VII - Sintomatologia


A hemofilia é constituída por um quadro hemorrágico com localizações preferentemente nas massas musculares ou nas articulações; as hemorragias pós-traumáticas recordam aqui as que aparecem nos indivíduos normais, mas são, evidentemente mais prolongadas e intensas e nunca têm aquele carácter da petéquia ou da sufusão estendida pelo tronco e pelos membros, tão típico das trombopenias (baixa de plaquetas). São a hemorragia por extracção dentária, por trauma cirúrgico ou acidental, a hemorragia laríngea e da língua que podem ser perigosas porque afectam as vias respiratorias, a hemartrose, sobretudo dos joelhos, o hematoma dos braços e das pernas, que assinalam a hemofilia. A evolução da doença prefere certas épocas da vida, como o início da infância, da puberdade ou da idade adulta, podendo provocar grandes hemorragias em certo momento com um ou um trauma ou então suportando-se facilmente a mesma agressão, sem manifestação de diátese hemorrágica. Um dos aspectos interessantes da hemorragia da síndrome hemofílica é a hemorragia em dois tempos; após a hemostase, que se dá num tempo normal e decorrido um lapso variável, volta a perda sanguínea pela falta de formação de um coágulo consistente.
É característica também a tendência a estender-se em profundidade, formando grandes hematomas a partir de traumas mínimos.
Também é curiosa a preferência para se repetir no mesmo local em cada caso clínico como por exemplo, a hemorragia articular tão típica, preferencialmente no joelho, cotovelos, pés, ancas, mãos e espáduas.
Após um trauma possivelmente o vaso fica lesado sendo mais fácil ocorrer posteriormente uma nova hemorragia espontânea. A evolução destes processos articulares costuma-se fazer-se através dos seguintes estádios:
1ª fase, fase da hemartrose, com articulação muito dolorosa, sinais de derrame intra-articular, febre, impotência funcional; trata-se de um derrame com ou sem coágulos, sendo estes, quando existem, consequência de hemorragias antigas; o derrame organiza-se pouco a pouco, passando-se lentamente à 2ª fase, fase de artrite, artrite a que podemos chamar asséptica e em que aparece o aumento das viscosidades sinoviais e a irregularidade da superfície articular, que conduzem à 3ª fase, fase dos processos regressivos, com espessamento e retracção periarticulares, anquilose da articulação e, como consequência, as atrofias artropáticas, a osteoporose por inactividade, as fracturas patológicas, etc.

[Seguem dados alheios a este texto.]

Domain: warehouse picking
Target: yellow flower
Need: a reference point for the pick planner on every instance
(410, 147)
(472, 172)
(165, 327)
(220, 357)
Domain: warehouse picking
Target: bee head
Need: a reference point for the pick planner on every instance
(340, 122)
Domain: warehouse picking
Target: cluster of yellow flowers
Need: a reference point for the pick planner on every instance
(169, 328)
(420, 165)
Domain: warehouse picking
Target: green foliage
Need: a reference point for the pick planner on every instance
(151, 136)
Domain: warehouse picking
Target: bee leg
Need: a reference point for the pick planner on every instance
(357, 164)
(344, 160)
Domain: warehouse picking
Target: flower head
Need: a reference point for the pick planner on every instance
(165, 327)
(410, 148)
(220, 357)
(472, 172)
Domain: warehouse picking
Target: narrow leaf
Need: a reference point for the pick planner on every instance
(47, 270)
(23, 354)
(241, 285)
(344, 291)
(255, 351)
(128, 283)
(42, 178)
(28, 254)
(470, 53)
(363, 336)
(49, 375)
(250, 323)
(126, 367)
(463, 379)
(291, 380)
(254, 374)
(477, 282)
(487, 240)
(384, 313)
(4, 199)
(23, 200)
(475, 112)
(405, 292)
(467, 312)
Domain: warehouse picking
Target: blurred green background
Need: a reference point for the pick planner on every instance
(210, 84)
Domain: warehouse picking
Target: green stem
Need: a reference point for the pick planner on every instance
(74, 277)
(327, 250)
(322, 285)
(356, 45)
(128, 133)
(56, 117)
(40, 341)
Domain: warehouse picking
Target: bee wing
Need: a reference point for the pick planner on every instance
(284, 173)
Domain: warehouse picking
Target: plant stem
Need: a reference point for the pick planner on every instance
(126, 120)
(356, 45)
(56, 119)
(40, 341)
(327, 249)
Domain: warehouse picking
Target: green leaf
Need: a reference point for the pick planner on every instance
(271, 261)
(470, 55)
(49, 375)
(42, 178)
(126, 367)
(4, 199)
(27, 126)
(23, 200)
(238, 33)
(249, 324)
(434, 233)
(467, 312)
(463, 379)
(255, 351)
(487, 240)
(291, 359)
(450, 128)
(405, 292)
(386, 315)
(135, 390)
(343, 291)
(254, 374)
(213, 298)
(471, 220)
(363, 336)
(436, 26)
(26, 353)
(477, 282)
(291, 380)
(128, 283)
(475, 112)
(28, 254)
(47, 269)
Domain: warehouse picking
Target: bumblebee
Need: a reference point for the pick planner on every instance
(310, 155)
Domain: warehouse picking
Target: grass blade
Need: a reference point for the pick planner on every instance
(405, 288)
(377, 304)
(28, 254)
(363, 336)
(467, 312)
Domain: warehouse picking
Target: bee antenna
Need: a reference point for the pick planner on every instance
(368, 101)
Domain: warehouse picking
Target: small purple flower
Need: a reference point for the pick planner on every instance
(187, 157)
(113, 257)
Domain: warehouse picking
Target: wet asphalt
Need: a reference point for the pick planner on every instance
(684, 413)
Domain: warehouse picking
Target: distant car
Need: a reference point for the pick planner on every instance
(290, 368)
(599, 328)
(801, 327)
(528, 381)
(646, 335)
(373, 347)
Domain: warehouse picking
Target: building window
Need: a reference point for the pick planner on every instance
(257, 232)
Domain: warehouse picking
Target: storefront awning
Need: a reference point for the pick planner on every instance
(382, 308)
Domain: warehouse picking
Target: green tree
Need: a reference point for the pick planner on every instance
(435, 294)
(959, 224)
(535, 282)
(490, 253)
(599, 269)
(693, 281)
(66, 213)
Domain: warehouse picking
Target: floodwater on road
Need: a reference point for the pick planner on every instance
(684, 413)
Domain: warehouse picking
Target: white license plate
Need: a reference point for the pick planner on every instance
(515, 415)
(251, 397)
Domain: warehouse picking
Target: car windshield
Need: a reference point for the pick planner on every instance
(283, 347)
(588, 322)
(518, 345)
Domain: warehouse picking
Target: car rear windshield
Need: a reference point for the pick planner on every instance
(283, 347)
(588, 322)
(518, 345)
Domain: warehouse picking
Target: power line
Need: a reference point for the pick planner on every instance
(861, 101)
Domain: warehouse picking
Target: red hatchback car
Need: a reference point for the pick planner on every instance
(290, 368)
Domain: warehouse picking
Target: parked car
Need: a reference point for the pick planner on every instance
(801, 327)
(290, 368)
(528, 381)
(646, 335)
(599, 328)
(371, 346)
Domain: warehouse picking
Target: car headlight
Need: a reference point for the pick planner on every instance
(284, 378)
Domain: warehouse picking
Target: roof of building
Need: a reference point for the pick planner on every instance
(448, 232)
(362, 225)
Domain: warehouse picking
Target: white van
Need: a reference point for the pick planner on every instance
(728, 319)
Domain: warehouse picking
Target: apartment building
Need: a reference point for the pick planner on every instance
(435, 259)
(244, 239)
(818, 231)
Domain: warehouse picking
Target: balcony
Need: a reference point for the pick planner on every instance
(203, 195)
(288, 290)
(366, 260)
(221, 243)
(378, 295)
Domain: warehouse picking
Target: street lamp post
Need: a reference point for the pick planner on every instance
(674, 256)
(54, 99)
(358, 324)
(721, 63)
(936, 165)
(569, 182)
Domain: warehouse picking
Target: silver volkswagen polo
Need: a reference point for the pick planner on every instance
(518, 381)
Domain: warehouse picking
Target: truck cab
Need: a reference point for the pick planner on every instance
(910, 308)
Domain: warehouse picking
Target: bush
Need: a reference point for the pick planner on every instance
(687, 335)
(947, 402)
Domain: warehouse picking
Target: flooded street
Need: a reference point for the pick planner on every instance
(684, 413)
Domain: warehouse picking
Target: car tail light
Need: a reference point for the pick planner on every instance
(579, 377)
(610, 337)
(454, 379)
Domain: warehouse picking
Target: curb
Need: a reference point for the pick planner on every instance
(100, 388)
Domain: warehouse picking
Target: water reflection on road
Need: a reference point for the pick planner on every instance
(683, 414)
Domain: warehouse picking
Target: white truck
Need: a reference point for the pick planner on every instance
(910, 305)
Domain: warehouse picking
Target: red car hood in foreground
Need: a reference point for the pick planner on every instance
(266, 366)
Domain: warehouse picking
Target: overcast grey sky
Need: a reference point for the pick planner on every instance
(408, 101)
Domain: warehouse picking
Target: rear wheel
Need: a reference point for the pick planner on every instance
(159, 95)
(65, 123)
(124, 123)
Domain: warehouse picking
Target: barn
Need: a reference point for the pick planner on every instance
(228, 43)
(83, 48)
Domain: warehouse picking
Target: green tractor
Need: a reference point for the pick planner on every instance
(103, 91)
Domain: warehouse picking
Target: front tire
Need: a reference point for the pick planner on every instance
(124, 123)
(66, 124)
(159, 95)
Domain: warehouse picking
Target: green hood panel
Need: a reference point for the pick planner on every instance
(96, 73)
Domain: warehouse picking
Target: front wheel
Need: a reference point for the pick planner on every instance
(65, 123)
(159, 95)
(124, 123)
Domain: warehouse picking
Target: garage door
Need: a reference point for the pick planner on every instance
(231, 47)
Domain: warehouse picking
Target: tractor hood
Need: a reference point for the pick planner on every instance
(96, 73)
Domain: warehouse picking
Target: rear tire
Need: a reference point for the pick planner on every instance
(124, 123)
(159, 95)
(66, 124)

A marca mais importante para o clínico que tem de fazer o diagnóstico diferencial é, alem da semiologia física directa que se deduz desta evolução descrita, o aspecto radiológico (fig. 9) que mostra primeiramente, a atrofia das trabéculas das epífises e o engrossamento destas e, mais tarde, os sinais de artrofia óssea, a irregularidade das superfícies articulares, a diminuição da entrelinha e a presença de zonas de hipertransparência corresponde a hematomas subcondrais, que contrastam com as zonas de opacidade dos tecidos moles, consequência da deposição de ferro relacionada com repetidas hemorragias. O estado final caracteriza-se pelo aparecimento das exostoses e dos osteófitos e pela deformação, cada vez mais marcante, das superfícies articulares.
As hemorragias internas dos tecidos moles podem ser graves nomeadamente do espaço retroperitonial ou da bainha do psoas.ode haver ainda hemorragias gastrointestinais. hematuria (hemorragia das vias urinarias), raramente dá grandes problemas.